An article titled “How Would Jesus Vote for President?” has been published periodically for more than 60 years by the Church of God. The conclusion of the article is that Jesus would not get involved in any political system or political election, so why should we?
We accept the biblical statements that God is the One who chooses leaders and that He chooses those leaders based on His will (Daniel 4:17). We accept the fact that we should respect and obey those referred to as “governing authorities” as long as their rules and laws do not conflict with God’s law (Romans 13:1-3; Acts 5:29). That does not mean we support individuals or a system that rejects God’s law and His values. Should we as Christians be involved in something that is the very opposite of what God says we should stand for? I hear some comment in reference to the upcoming U.S. elections that “we must choose between the lesser of two evils.” Is that what God wants us to do, considering that built within this statement is the idea that some evil is acceptable? Is that true?
Each human being has personal opinions. And, depending on the country where you live, there may be some level of freedom of expression. Personally, I believe that some candidates are better than others. I have opinions, but as a Christian, my life is driven by a calling I received while still a teenager. That calling led to my baptism, in which I committed myself to putting God first. As an American, I love my country, but there is something more important than one’s country. Our love for country must never transcend our baptismal commitment, which requires us to put God and His Kingdom first.
What does all this mean for the Church? Should we debate and argue over which candidate to support, or should we as Christians pray that God will put into this important office the one that He decides we should have? Have we lost faith or confidence in God and His ability to control events based upon His will? We should not forget that Bible prophecy speaks of a time when modern-day Israel (America, Britain, the Commonwealth nations and Israel) will be punished for their rejection of the true God. Have we reached that point? The fact that some individuals or nations profess Christianity doesn’t mean they are worshipping the true God (Matthew 7:21). The United States is a clear example of a country that has rejected the true God while still claiming to be a Christian nation.
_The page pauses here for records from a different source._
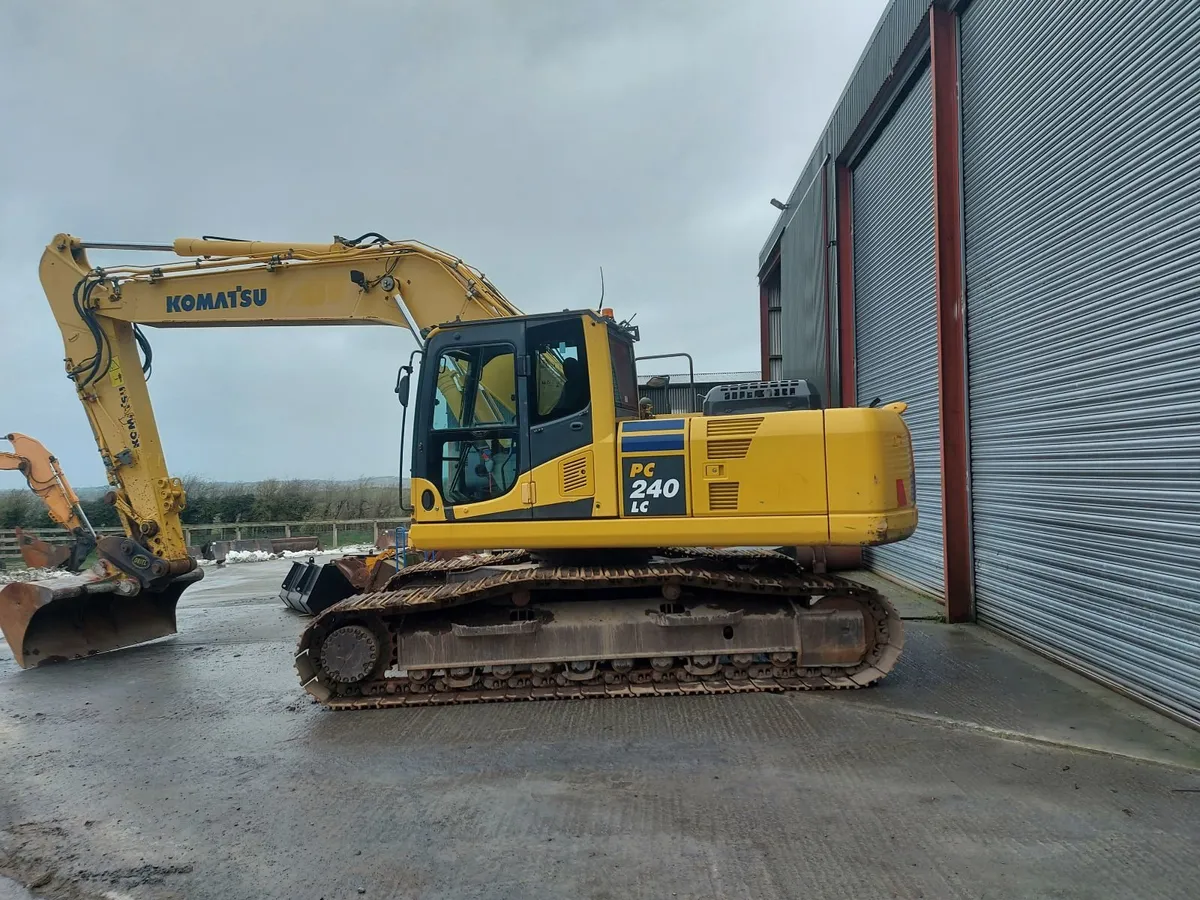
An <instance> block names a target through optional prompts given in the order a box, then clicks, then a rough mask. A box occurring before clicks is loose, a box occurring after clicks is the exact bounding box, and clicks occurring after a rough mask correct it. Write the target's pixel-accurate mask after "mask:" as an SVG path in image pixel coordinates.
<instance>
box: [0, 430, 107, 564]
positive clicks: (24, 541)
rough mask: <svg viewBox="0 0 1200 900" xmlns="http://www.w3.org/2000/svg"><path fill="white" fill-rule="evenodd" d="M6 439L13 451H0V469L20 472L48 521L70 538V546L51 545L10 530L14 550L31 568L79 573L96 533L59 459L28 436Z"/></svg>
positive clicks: (7, 436)
mask: <svg viewBox="0 0 1200 900" xmlns="http://www.w3.org/2000/svg"><path fill="white" fill-rule="evenodd" d="M5 440H7V442H8V443H10V444H12V452H0V470H2V469H17V470H18V472H20V474H22V475H24V476H25V481H26V482H28V484H29V490H30V491H32V492H34V493H36V494H37V496H38V497H40V498H41V499H42V503H44V504H46V511H47V512H48V514H49V516H50V518H52V520H54V521H55V522H56V523H59V524H60V526H62V528H65V529H66V530H67V534H70V535H71V538H72V542H71V544H70V545H61V544H50V542H49V541H44V540H41V539H40V538H35V536H34V535H31V534H26V533H25V532H24V530H23V529H20V528H16V529H13V530H14V532H16V534H17V548H18V550H19V551H20V557H22V559H24V560H25V565H28V566H29V568H30V569H60V568H61V569H67V570H70V571H73V572H77V571H79V570H80V569H82V568H83V565H84V563H85V560H86V559H88V554H89V553H91V551H92V548H94V547H95V546H96V530H95V529H94V528H92V527H91V522H89V521H88V514H85V512H84V511H83V505H82V504H80V503H79V497H78V496H77V494H76V492H74V488H73V487H71V482H70V481H67V476H66V475H65V474H64V473H62V467H61V466H60V464H59V460H58V457H56V456H54V454H52V452H50V451H49V450H47V449H46V446H44V445H43V444H42V442H40V440H37V439H36V438H31V437H29V436H28V434H20V433H19V432H12V433H10V434H5Z"/></svg>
Christ told us where our focus should be in this life: “But seek first the Kingdom of God and His righteousness” (Matthew 6:33). What part of the Kingdom of God is compatible with modern politics? It is clear from the words of Christ that we must live in this world, but we must not be “of the world.” Praying the night before He was killed, Christ made this point clear: “I have given them Your word; and the world has hated them because they are not of the world, just as I am not of the world. I do not pray that You should take them out of the world, but that You should keep them from the evil one. They are not of the world, just as I am not of the world. Sanctify them by Your truth. Your word is truth” (John 17:14-17).
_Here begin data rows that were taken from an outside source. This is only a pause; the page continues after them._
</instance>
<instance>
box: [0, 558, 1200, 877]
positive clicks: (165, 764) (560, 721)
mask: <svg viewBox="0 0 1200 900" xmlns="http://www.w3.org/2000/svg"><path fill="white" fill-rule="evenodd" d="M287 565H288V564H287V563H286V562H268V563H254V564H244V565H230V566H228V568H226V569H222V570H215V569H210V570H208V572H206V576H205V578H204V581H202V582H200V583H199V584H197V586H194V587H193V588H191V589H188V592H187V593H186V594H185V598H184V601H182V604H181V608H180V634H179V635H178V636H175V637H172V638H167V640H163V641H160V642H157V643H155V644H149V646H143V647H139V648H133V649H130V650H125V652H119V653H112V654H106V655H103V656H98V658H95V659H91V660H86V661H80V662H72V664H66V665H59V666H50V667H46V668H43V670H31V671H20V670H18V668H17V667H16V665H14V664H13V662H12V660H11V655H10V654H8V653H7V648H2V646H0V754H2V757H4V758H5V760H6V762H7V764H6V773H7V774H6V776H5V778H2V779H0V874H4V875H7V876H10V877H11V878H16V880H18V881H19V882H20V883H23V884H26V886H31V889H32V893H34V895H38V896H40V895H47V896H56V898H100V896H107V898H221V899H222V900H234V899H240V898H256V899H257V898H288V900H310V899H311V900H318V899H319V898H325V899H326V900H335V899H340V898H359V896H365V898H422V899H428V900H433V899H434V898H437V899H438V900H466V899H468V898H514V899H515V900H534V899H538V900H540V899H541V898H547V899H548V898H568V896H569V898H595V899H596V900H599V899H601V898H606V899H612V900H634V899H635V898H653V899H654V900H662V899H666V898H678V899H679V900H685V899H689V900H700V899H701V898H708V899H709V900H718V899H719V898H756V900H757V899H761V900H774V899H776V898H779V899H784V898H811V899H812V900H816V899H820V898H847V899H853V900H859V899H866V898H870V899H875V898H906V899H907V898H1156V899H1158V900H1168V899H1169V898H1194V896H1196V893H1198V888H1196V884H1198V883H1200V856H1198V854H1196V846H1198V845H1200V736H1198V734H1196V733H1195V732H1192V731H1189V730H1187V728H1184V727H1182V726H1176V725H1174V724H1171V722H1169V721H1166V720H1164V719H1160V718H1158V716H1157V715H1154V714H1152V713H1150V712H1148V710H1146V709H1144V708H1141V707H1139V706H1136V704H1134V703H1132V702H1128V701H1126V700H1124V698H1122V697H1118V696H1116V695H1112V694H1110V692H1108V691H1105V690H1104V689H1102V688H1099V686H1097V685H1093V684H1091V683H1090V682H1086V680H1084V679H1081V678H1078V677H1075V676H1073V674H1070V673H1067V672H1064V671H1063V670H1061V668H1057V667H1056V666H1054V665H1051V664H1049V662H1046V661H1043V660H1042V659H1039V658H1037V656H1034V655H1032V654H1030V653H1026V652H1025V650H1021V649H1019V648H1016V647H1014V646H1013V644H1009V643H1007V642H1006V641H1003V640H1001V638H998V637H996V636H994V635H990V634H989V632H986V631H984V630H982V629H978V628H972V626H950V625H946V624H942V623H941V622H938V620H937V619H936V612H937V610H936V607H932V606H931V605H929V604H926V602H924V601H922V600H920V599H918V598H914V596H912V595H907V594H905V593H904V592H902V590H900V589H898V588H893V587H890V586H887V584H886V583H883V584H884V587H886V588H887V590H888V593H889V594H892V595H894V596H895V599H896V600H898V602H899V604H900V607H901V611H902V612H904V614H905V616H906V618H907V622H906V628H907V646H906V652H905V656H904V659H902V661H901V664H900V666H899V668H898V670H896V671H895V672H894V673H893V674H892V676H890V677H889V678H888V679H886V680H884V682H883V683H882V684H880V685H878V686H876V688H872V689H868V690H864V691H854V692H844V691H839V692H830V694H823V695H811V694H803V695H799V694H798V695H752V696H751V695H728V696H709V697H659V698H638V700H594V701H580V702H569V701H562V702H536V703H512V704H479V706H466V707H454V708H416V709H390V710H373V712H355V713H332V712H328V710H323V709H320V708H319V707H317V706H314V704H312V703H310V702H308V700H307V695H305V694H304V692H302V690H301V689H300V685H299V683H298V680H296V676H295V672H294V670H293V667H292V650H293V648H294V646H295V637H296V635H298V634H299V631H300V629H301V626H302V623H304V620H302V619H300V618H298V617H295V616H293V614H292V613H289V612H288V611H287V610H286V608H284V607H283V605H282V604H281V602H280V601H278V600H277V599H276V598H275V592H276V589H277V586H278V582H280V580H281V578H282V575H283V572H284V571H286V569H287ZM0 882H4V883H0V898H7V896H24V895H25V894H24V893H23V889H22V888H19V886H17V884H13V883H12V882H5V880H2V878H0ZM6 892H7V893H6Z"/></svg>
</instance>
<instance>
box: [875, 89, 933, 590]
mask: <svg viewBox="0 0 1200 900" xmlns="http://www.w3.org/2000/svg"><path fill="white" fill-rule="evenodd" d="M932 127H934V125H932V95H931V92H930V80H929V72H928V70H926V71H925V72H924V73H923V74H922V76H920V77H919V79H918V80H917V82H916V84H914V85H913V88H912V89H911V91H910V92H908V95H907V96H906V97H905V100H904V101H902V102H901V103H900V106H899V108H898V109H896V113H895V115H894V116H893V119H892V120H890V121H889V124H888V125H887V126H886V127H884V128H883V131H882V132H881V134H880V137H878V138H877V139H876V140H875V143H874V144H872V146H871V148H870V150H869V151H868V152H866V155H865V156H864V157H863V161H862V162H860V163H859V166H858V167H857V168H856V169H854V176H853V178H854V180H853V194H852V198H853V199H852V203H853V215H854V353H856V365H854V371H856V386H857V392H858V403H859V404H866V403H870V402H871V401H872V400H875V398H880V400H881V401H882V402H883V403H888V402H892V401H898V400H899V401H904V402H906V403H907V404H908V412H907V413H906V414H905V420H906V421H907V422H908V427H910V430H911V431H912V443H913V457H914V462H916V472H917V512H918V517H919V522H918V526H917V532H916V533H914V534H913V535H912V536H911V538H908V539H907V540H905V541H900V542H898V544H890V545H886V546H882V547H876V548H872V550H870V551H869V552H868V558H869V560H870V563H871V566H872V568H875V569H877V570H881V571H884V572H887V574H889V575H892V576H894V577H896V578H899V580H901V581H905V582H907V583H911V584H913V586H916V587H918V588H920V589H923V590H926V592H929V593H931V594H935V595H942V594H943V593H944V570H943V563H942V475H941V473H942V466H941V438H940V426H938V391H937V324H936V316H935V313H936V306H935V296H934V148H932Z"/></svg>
Jesus did not get involved in the politics of His day. He had a greater mission—to bring God’s government to this earth. While man has consistently failed in his attempts to govern himself apart from God, Christians live with their eyes focused on the Kingdom of God, the real solution to man’s problems.
Please pray for our efforts to preach the gospel, and do not allow tragic events or political elections to distract you from the ultimate goal—the Kingdom of God. After all, the true gospel is the gospel (good news) of the Kingdom, which stands in stark contrast to the political systems of this world.